Monday, 15 March 2010

Palm oil from the Mersey that will spare the jungle

From The Sunday Times
February 28, 2010

Palm oil from the Mersey that will spare the jungle

Harvested palm oil fruit


Vast tropical plantations have sprung up to feed our appetite for the versatile ingredient but they have led to rampant deforestation and habitat destruction in countries such as Malaysia and Indonesia.

However, a British company will open a refinery in Liverpool next month that it says will provide a third of Britain’s annual consumption from sustainable sources. United Biscuits, the maker of Jaffa Cakes and Hula Hoops, has signed up to take palm oil from the refinery, as has Jordans, the cereal maker.

Nick Thompson, chief executive of New Britain Palm Oil, the FTSE 250 firm behind the project, expects other companies to follow. He said: “This cuts another link out of the chain where we would otherwise not have control of the product. We can now guarantee it at every step in the chain.”

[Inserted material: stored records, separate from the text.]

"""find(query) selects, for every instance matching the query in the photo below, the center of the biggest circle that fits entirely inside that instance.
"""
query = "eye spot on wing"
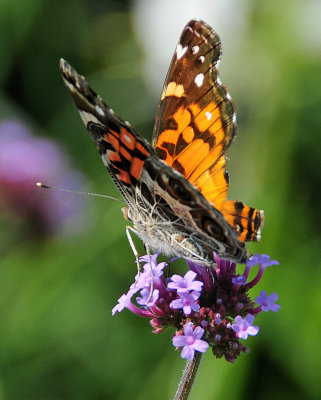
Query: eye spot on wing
(180, 51)
(188, 134)
(99, 110)
(199, 80)
(127, 139)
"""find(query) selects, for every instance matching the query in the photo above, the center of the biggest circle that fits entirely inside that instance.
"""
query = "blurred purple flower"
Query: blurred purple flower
(213, 300)
(25, 160)
(266, 302)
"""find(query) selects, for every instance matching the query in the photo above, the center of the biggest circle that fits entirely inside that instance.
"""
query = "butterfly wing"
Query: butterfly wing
(123, 150)
(196, 123)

Being able to slap a “sustainably sourced” badge on product packaging is important. Palm oil has become a minefield for companies. In 2008 two sites owned by Unilever, the consumer-goods giant, were besieged by protesters dressed as orangutans, one of the more visible victims of the palm-oil boom. Last year Cadbury pledged to stop adding it to its Dairy Milk bars in New Zealand after consumer protests. Supermarkets such as Waitrose and Sainsbury have pledged to move to 100% sustainable sources.

The Roundtable on Sustainable Palm Oil (RSPO), a cross-industry group including growers, retailers and campaigners, is the arbiter of sustainability. It has a detailed set of criteria ranging from local land use and waste treatment to relations with the community. Ultimately, suppliers have to be able to prove that at every step from the plantation to the end-product their responsibly grown and processed oil has not been mixed with batches that are not.

That’s expensive. Sustainable batches can cost 50% more due to the added logistics and handling involved. Take-up has been slow: less than 5% of the world supply is certified as sustainable.

Alan Chaytor, executive director at New Britain, said: “There is obviously going to be a lag before palm oil in all its forms can move this way. The food companies haven’t exactly set themselves stretching targets.” Food giants such as Tesco and Nestlé, for example, have said they will convert to sustainable sources but not before 2015.

New Britain’s plant at Port Sunlight will be fed by the firm’s plantations in Papua New Guinea. With the new plant’s capacity of 150,000 tonnes a year — Britain consumes 500,000 annually — the company said it has the economies of scale to allow it sell the oil for the same price as the non-certified alternative.

Challenges remain, however. Last week it paid $175m for an 80% stake in three giant plantations in Papua New Guinea owned by Cargill. The American agribusiness giant sold out, just five years after buying them, amid persistent criticism from campaign groups over its activities in Papua New Guinea and other countries. The plantations New Britain bought are not RSPO-certified and the company said it will keep the output separate from the rest of its operations until they are.